People are not machines, and while guidelines may be useful, they are just guidelines and are not intended to dictate an outcome that fits every idiosyncratic situation when someone’s life is at stake. There should have been a trial in this case instead of a mechanical application of general guidelines.
The basic underlying problem is that the court appears to have analogized ERISA’s de novo standard of review to administrative law cases subject to a record review. The Supreme Court has explained on more than one occasion that review proceedings in civil actions are not to occur outside the administrative law context.
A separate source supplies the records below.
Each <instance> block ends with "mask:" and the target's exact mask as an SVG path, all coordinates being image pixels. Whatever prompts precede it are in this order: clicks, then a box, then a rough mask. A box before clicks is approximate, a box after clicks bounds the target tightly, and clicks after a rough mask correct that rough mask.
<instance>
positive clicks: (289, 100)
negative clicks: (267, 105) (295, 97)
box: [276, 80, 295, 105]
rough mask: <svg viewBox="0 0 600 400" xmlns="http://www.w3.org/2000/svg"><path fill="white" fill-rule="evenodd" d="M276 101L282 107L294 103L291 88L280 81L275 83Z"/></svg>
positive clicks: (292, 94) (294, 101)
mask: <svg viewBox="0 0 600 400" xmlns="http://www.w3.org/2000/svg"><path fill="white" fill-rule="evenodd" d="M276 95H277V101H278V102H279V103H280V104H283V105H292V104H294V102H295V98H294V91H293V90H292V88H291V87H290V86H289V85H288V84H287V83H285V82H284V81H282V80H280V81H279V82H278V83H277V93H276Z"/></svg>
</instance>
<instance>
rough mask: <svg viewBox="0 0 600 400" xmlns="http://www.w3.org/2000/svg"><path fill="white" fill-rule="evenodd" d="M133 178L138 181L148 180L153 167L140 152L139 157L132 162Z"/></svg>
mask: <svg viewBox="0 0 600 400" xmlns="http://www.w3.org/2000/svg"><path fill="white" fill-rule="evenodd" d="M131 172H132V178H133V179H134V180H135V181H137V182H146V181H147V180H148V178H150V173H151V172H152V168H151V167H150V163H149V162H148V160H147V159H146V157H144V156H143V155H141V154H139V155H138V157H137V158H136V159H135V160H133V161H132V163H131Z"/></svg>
In both Chandler v. Roudebush, 386 U.S. 361 (1967), which involved a discrimination suit brought by a federal employee pursuant to Section 717(c) of the Civil Rights Act, and in Kappos v. Hyatt, 132 S.Ct. 1690 (2012), which involved a challenge to a patent application denial, the Supreme Court rejected the imposition of administrative procedures in civil actions and held the district court was required to serve as a fact-finder, which “must make its own findings de novo” rather than act as a “reviewing court” as envisioned by the Administrative Procedures Act.
Ignoring that authority, the 1st Circuit treated this case as a review proceeding, and instead of granting the plaintiff a plenary hearing to determine whether the treatment in question was medically necessary, the court decided this case formulaically.
This article was initially published in the Chicago Daily Law Bulletin.